Daha Fazla

    Güneş enerjisi santrallerinde yapay zekayla arıza tespiti yapılacak!

    Türkiye’de güneş enerjisi altyapısının verimliliğini artırmaya yönelik dikkat çekici bir proje hayata geçiriliyor. Kahramanmaraş İstiklal Üniversitesi’nin öncülüğünde başlatılan çalışmada, güneş enerjisi santrallerinde meydana gelen arızaların daha hızlı ve doğru şekilde tespit edilmesi için yapay zeka destekli yeni bir sistem geliştiriliyor. Proje, Malatya Turgut Özal, Fırat ve İskenderun Teknik üniversitelerinden akademisyenlerin de katılımıyla disiplinler arası bir iş birliği çerçevesinde yürütülüyor.

    Güneş enerjisi santrallerinde yapay zekayla arıza tespiti yapılıyor

    Sistem, insansız hava araçlarına (İHA) entegre edilecek gelişmiş görüntü işleme teknolojileri ve otonom uçuş algoritmalarıyla çalışacak. Bu sayede güneş enerjisi santralleri, insan müdahalesine gerek kalmadan yüksek doğrulukla taranabilecek. İHA’lar tarafından toplanan görüntüler, yapay zeka algoritmalarıyla analiz edilerek arızaların türü, konumu ve zamanı otomatik olarak belirlenecek. Proje, TÜBİTAK 1001 programı kapsamında destekleniyor ve 30 aylık bir süre zarfında tamamlanması planlanıyor.

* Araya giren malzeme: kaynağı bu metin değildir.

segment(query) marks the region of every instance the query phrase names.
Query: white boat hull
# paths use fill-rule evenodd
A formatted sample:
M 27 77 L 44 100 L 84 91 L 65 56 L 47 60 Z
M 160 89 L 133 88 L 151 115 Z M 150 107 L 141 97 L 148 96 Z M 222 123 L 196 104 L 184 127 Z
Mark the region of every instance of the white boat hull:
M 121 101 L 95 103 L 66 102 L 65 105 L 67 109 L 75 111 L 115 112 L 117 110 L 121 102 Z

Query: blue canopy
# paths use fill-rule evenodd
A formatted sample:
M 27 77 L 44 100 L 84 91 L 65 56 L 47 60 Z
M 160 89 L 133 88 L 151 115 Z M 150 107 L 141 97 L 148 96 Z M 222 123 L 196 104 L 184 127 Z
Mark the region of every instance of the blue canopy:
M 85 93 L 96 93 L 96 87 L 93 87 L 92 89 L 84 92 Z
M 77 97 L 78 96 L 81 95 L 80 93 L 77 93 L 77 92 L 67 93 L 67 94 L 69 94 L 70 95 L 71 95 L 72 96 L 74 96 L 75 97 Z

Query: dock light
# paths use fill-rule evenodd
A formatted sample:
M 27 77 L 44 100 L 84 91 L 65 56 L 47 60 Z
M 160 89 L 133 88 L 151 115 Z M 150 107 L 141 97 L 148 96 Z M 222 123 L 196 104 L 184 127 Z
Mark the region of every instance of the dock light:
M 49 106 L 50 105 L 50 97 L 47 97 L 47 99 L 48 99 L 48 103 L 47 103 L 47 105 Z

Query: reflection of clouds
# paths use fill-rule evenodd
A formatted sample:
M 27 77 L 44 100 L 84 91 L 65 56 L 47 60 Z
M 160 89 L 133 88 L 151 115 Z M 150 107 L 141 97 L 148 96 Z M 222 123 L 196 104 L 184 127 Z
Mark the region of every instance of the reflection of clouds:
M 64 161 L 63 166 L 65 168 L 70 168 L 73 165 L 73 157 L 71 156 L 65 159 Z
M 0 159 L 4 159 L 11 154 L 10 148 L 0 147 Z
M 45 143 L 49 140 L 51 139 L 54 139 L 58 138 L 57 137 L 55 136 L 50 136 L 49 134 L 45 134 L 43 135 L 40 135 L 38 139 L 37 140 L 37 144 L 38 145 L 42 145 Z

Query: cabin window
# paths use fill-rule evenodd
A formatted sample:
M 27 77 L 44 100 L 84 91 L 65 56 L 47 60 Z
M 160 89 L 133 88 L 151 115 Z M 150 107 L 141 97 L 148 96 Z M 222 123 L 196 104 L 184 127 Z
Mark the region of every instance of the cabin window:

    Güneş enerjisi santrallerinde yapay zekayla arıza tespiti yapılıyor.

    Çalışmanın ilk aşamasında Akdeniz, Güneydoğu Anadolu ve Doğu Anadolu bölgelerinde yer alan santrallerde uygulamalar yapılacak. Bu bölgelerin farklı çevresel koşulları göz önünde bulundurularak geliştirilecek sistem, bölgesel arıza tiplerinin haritalandırılmasını da sağlayacak. Böylece sadece mevcut arızaların giderilmesi değil, aynı zamanda gelecekte yapılacak bakım ve yatırım planlarının da daha sağlıklı verilere dayanarak hazırlanması mümkün olacak.

    https://futureflow.life/elektrikli-araclarda-batarya-devrimi-yasanabilir/

    Projeyi yürüten Kahramanmaraş İstiklal Üniversitesi Öğretim Üyesi Doç. Dr. Hakan Açıkgöz, geliştirilen teknolojinin enerji verimliliğine doğrudan katkı sunacağını belirtti. Açıkgöz, İHA’lara entegre edilen yapay zeka sistemleri sayesinde panellerde oluşan her türlü arızanın anında tespit edilebileceğini ve bu sayede santrallerin performansının optimize edileceğini ifade etti. Ayrıca dışa bağımlılığın azalacağını, bakım süreçlerinin sadeleşeceğini ve ciddi zaman tasarrufu sağlanacağını vurguladı.

    Bu proje, Türkiye’nin yenilenebilir enerji alanındaki dijitalleşme sürecini hızlandırma potansiyeli taşırken, aynı zamanda yerli teknolojilerin geliştirilmesine yönelik atılmış önemli bir adım olarak değerlendiriliyor.